Without question, there’s some really well-done, top-notch material on Texas Metal Outlaws. But the album is not an unqualified success. For my taste, a couple of songs miss the mark. Track 2, “Malt Liquor Maniac,” is a stripped-down-and-dirty biker-metal type ditty that sees Williams barking out gruff effects-laden lead vocals himself with some cringe-inducing lyrics (oh, I know they were supposed to be tongue in cheek) about drinking 40 oz bottles from the corner store, “even chug the bitch foam,” and being victimized by the titular character who is so “drunk now and later” that he is “clearing out your bank account and your refrigerator.” You get the picture. Its placement as the second song unfortunately kills a lot of the momentum generated by the opening “Texas Metal Outlaws.” And the closing song is a silly rewrite of “That’s What Friends Are For.” Yeah, the Dionne Warwick song.
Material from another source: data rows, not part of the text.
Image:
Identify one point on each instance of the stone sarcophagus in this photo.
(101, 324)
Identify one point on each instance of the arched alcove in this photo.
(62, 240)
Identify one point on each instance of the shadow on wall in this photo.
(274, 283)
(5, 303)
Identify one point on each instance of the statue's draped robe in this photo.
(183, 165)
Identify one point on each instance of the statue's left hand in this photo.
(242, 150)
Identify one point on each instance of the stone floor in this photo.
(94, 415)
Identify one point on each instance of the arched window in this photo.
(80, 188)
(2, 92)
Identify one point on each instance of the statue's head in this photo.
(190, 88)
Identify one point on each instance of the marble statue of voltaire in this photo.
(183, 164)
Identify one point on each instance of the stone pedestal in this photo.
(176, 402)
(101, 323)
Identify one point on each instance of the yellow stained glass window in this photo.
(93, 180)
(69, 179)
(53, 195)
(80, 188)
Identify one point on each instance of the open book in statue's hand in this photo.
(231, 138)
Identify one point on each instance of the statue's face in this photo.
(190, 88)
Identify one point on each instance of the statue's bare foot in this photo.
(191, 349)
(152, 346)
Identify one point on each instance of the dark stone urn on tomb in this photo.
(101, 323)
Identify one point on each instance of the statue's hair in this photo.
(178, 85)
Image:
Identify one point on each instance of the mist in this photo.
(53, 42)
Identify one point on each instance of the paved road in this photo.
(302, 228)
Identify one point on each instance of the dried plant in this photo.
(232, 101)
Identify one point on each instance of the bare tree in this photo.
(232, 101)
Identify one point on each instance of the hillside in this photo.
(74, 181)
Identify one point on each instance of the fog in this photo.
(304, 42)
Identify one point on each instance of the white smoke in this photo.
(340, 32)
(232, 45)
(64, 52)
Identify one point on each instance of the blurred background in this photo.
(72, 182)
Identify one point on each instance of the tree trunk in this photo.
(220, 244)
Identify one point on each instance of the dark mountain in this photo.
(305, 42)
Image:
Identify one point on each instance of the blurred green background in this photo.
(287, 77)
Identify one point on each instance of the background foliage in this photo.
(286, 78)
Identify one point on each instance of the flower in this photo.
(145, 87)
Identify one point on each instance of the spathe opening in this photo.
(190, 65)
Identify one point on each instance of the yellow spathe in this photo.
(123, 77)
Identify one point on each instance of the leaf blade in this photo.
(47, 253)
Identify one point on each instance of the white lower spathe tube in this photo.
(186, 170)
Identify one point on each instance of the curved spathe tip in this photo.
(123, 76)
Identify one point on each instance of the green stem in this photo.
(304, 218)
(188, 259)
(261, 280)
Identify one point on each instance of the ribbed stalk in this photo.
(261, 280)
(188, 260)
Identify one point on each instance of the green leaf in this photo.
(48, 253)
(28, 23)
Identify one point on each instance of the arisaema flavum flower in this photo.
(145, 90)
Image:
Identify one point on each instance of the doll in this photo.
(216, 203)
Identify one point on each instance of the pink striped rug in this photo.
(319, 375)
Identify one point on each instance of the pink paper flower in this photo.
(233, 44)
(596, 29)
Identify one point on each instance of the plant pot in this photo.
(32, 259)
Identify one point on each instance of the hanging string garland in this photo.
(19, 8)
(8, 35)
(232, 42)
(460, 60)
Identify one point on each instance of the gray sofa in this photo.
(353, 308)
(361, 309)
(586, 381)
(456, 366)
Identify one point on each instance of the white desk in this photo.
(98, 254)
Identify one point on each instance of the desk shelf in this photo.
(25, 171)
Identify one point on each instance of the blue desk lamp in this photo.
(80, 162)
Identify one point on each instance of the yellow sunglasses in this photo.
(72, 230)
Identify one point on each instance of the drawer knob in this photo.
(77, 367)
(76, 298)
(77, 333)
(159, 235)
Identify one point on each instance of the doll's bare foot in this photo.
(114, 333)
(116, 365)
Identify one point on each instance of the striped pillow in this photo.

Instead of singing things like “Keep smiling, keep shining / Knowing you can count on me for sure,” the TMO version has lines like “Keep slaying, keep raising / Goathorns in the air cause I am sure.” I mean, it’s clever and the guys obviously had quite a laugh taking the piss out of this maudlin song, but it’s not the kind of thing I’d want to hear more than once or twice. (You know that Twisted Sister Christmas album where they do a metal-lyric version of “Twelve Days of Christmas”? Yeah, it’s kinda like that.) Furthermore, a skeptic might view Texas Metal Outlaws as simply an Ignitor album disguised by a plethora of guests; after all, several members of Ignitor feature prominently, and the creative braintrust powering this machine is clearly Ignitor’s six-string tandem of Williams and Stuart Laurence, who played nearly all the guitar parts, wrote nearly all the music (Williams) and recorded, mixed and produced the album. Of course, the musical diversity on display and the aforementioned guests should effectively rebut that sentiment. Also, the tracklisting is a bit on the skimpy side, with just six original songs plus the two covers and a 36-minute total running time. But I choose to laud Texas Metal Outlaws for what it is. It ain’t perfect, but when it’s good, it’s really really good, folks. I applaud the effort, I applaud the results, and I sincerely hope there’s more where this album came from.